Linguini with Walnut Sauce
1 cup whole milk ricotta cheese
1/2 cup heavy cream
1/2 cup freshly grated Parmigiano cheese
3 tbsp olive oil
2 tbsp unsalted butter
3 large cloves garlic
1 cup chopped walnuts
3 tbsp minced fresh basil
1 lb linguine
Freshly grated Parmiginao cheese (for serving)
1 - In a small bowl, combine the ricotta, heavy cream and Parmigiano cheese. Mix well with a fork and set aside.

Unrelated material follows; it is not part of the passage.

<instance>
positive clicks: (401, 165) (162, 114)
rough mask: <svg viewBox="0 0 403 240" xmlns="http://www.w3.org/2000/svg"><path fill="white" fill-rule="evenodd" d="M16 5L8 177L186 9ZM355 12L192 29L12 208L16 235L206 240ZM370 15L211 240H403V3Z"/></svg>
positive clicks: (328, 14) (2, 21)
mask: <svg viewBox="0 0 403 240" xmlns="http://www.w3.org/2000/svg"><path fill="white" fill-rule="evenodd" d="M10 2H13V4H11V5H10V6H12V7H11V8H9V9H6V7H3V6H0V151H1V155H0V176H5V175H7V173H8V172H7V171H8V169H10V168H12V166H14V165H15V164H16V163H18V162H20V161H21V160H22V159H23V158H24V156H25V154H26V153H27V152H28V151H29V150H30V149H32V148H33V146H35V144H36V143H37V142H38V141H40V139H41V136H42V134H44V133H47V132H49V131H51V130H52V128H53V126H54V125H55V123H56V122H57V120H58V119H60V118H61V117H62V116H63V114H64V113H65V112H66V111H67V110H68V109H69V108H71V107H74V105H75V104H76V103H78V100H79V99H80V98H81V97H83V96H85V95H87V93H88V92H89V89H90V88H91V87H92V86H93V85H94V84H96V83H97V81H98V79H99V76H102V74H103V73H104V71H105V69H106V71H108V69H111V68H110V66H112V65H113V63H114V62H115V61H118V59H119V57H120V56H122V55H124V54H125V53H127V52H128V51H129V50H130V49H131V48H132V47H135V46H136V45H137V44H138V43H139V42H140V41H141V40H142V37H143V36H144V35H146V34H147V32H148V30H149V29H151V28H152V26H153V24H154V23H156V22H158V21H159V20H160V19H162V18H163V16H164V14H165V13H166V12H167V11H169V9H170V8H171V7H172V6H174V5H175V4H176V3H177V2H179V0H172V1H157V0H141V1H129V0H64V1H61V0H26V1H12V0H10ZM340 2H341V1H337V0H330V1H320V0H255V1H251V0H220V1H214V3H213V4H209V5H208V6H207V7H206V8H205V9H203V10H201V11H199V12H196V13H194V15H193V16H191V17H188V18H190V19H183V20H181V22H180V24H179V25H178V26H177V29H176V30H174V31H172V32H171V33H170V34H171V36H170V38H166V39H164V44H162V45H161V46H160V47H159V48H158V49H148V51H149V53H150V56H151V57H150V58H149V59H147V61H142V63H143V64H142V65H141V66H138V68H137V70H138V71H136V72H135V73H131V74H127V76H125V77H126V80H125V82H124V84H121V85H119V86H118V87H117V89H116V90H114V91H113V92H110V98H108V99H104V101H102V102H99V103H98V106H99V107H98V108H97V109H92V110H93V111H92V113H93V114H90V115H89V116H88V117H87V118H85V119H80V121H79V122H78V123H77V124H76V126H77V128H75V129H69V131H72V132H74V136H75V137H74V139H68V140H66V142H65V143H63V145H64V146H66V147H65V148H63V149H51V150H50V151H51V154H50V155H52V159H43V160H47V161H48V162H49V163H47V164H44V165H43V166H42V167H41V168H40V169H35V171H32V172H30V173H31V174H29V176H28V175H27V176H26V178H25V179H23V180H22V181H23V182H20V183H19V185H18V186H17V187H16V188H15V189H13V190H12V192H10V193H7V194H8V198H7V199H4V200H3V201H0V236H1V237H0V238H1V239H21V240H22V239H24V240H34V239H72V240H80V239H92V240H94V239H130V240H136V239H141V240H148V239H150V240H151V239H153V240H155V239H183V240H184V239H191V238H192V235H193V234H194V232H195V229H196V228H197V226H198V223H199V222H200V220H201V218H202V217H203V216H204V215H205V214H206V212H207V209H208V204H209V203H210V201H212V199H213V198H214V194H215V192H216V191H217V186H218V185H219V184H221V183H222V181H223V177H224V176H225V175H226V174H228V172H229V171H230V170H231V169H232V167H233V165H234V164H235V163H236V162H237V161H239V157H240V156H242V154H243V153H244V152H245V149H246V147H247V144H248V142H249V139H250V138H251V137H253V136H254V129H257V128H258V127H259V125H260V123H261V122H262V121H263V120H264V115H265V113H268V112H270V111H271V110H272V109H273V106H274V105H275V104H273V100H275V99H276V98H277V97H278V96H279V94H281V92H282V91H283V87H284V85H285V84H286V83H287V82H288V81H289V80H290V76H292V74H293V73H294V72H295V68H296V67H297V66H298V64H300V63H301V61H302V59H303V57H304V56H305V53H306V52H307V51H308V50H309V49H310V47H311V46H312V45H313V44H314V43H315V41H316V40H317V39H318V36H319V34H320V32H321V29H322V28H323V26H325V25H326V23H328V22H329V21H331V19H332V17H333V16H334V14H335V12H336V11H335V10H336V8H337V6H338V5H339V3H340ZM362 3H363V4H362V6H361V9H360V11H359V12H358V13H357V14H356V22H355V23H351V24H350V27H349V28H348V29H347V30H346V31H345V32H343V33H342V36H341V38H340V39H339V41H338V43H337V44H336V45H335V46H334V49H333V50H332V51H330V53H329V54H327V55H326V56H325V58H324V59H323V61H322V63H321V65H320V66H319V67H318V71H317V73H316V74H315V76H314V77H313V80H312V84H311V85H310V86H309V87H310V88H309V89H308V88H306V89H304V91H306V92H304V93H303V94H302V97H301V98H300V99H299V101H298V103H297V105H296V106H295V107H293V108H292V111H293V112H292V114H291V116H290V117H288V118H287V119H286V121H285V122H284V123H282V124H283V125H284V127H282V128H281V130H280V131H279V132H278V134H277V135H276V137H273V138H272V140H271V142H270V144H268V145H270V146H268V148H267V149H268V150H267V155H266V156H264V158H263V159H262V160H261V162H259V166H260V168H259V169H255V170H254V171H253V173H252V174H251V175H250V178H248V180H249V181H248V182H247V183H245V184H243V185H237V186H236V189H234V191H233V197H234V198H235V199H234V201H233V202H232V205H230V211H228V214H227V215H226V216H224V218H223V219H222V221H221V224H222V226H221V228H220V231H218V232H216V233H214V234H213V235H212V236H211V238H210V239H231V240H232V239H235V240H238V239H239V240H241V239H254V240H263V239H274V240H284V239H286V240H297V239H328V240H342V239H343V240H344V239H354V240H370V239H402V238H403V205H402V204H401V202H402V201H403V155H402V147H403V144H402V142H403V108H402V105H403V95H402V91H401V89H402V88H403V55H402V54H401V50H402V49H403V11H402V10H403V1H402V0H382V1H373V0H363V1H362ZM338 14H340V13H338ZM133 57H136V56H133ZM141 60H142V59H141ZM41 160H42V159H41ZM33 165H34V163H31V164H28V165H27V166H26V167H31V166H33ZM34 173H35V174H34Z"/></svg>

2 - In a medium skillet, heat olive oil over medium heat until haze forms, then add 2 tbsp butter. Saute garlic, stirring constantly. Discard with a slotted spoon. Add walnuts, turn heat to low and saute, stirring constantly, for about 1 minute. Stir in the basil and mix well; remove from heat.
3 - Cook pasta in 6 quarts boiling water with 1 tbsp salt until al dente. Drain in a colander, transfer to a bowl containing 1 tbsp butter and toss quickly. Toss all the cheese mixture and half of the walnut-basil mixture with pasta. Spoon remaining walnut-basil mixture on top and serve with freshly grated Parmigiano cheese.